The invention includes the free forms of the compounds of formulae I-VI, as well as pharmaceutically acceptable salts and stereoisomers thereof. Some specific exemplary compounds herein are protonated salts of amine-based compounds. The term "free form" refers to the amine compound in a non-salt form. Included pharmaceutically acceptable salts include not only exemplary salts of the particular compounds described herein, but also all typical pharmaceutically acceptable salts of the free forms of the compounds of formulas I-VI. The free form of a particular salt of the compound may be isolated using techniques known in the art. For example, the free form can be regenerated by treating the salt with a dilute aqueous solution of a suitable base, such as a dilute aqueous NaOH solution, a dilute aqueous potassium carbonate solution, dilute aqueous ammonia, and a dilute aqueous sodium bicarbonate solution. The free forms differ somewhat from their respective salt forms in certain physical properties, such as solubility in polar solvents, but for the purposes of the invention such acid and base salts are otherwise pharmaceutically equivalent to their respective free forms.

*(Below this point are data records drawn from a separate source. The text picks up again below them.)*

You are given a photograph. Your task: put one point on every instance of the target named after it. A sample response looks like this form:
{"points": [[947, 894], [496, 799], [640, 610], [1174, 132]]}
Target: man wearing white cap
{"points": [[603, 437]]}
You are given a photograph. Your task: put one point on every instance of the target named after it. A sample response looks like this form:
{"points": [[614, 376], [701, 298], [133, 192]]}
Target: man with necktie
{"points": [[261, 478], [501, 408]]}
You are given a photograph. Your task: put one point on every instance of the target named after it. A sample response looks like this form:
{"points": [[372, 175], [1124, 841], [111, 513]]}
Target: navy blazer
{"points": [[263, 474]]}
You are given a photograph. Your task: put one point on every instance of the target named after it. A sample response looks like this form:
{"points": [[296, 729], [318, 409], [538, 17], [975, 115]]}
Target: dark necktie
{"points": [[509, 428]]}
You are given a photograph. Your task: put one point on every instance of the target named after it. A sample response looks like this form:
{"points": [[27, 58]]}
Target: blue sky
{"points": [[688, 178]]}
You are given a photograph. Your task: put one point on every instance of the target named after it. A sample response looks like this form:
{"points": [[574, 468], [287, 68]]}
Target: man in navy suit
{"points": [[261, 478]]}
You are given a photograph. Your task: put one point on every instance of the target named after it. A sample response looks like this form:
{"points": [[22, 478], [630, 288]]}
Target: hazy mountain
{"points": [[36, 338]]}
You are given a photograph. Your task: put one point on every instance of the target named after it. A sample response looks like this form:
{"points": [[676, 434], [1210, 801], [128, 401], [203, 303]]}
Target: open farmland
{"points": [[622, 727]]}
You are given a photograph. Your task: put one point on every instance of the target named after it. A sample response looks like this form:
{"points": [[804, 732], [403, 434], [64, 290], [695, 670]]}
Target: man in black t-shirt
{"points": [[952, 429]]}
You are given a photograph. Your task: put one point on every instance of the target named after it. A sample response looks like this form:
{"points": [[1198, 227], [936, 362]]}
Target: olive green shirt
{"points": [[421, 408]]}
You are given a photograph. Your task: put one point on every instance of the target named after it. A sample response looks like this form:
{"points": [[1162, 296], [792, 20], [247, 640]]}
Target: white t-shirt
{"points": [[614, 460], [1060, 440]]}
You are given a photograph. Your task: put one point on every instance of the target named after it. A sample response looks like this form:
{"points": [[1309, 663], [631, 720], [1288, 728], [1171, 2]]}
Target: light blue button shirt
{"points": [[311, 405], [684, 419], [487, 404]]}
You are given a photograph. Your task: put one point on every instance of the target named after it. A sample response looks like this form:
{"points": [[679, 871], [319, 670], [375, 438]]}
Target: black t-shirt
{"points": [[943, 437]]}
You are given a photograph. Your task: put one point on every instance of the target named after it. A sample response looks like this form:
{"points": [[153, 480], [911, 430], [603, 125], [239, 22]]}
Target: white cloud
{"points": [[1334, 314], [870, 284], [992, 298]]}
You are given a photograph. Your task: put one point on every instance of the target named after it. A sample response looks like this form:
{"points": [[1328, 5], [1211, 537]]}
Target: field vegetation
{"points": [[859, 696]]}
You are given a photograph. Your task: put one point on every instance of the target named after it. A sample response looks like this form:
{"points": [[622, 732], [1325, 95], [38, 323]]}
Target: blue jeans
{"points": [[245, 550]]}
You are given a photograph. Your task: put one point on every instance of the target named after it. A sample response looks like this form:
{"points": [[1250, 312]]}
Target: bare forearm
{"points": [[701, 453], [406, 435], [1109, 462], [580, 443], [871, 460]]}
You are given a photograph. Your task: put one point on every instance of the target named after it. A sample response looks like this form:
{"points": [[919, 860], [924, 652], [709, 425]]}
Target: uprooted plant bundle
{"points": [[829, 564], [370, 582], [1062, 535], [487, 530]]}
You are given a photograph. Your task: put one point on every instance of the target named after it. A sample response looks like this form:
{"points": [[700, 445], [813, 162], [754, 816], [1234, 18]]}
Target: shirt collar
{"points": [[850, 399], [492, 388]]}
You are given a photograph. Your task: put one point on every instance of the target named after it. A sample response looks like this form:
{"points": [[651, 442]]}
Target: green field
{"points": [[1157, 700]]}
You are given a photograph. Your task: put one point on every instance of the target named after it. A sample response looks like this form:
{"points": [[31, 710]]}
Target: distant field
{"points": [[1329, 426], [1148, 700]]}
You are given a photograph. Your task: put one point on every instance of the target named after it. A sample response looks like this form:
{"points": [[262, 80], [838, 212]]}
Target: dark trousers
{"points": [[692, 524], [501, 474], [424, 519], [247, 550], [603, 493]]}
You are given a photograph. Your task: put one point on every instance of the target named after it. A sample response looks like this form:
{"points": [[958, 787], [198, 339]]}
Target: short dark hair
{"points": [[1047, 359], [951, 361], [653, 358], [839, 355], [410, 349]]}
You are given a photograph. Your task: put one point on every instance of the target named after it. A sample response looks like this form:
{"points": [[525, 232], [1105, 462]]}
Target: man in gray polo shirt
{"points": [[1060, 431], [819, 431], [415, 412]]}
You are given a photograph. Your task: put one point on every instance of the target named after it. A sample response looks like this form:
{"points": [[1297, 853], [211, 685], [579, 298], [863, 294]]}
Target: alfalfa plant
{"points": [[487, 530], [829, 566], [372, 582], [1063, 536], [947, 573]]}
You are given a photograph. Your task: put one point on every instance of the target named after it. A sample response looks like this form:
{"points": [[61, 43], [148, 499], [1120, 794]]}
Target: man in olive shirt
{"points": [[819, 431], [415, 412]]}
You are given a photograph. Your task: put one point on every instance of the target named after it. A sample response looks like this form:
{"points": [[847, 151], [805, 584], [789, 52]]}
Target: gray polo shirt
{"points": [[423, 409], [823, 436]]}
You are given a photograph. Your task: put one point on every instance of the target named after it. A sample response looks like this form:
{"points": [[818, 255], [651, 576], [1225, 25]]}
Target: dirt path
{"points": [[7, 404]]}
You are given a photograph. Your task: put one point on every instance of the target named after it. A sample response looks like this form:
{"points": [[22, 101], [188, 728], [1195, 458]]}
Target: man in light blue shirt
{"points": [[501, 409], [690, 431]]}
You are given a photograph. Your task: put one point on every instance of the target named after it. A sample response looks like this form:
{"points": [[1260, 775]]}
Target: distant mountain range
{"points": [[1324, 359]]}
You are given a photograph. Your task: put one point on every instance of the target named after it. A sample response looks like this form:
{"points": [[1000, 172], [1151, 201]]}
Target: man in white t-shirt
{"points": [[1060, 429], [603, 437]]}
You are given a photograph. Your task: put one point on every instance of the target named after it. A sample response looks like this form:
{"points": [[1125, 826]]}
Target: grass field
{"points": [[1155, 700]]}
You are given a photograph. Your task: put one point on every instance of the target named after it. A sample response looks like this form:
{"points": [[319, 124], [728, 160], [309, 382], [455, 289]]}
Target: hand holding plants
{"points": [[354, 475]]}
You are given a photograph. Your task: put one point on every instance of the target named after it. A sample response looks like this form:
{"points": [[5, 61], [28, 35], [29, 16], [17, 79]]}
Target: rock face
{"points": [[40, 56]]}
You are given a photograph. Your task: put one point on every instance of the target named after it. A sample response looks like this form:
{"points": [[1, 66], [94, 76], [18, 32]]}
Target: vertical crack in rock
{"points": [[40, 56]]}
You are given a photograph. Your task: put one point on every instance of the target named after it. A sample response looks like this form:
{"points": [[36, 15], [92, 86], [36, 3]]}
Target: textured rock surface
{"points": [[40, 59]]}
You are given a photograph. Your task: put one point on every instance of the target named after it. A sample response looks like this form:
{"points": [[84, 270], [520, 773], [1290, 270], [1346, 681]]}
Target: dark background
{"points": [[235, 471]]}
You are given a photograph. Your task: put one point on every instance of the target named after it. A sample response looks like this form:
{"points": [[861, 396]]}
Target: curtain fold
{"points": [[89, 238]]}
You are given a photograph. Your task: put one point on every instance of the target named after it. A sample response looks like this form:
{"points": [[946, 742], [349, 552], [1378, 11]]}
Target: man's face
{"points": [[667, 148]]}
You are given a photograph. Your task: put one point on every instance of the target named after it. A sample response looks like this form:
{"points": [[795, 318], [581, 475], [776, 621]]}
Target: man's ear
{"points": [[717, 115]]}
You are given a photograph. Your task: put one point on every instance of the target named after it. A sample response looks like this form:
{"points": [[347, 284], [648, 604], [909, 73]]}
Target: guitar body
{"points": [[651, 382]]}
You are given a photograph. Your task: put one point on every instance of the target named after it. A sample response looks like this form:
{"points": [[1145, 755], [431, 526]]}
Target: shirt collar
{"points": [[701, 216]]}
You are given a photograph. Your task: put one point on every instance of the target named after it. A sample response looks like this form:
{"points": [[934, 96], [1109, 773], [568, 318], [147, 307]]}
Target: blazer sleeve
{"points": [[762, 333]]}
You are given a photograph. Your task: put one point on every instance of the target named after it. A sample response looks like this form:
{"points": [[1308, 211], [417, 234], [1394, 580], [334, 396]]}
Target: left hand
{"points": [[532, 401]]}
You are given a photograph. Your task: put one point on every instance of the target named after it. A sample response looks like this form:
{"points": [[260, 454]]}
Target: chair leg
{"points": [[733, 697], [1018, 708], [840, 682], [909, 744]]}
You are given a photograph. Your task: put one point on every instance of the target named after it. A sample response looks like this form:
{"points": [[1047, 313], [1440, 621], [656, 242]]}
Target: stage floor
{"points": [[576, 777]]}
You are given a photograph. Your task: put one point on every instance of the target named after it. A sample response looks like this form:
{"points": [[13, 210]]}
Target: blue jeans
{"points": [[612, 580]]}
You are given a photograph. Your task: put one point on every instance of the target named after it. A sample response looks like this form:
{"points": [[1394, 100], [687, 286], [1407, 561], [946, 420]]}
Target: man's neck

Pharmaceutically acceptable salts of the invention can be synthesized from compounds of the invention containing a basic or acidic moiety by conventional chemical methods. In general, salts of basic compounds are prepared by ion exchange chromatography or by reaction of the free base with a stoichiometric amount or excess of an inorganic or organic acid in the form of the desired salt in an appropriate solvent or combination of solvents. Similarly, salts of acidic compounds are formed by reaction with suitable inorganic or organic bases.
Thus, pharmaceutically acceptable salts of the compounds of the present invention include the conventional non-toxic salts of the compounds of the present invention formed by the reaction of a basic compound of the present invention and an inorganic or organic acid. For example, conventional non-toxic salts include those derived from inorganic acids such as hydrochloric acid, hydrobromic acid, sulfuric acid, sulfamic acid, phosphoric acid, nitric acid, and the like, as well as those prepared from organic acids such as acetic acid, propionic acid, succinic acid, glycolic acid, stearic acid, lactic acid, malic acid, tartaric acid, citric acid, ascorbic acid, pamoic acid, maleic acid, hydroxymaleic acid, phenylacetic acid, glutamic acid, benzoic acid, salicylic acid, sulfanilic acid, 2-acetoxy-monobenzoic acid, fumaric acid, toluenesulfonic acid, methanesulfonic acid, ethane disulfonic acid, oxalic acid, isethionic acid, trifluoroacetic acid, and the like.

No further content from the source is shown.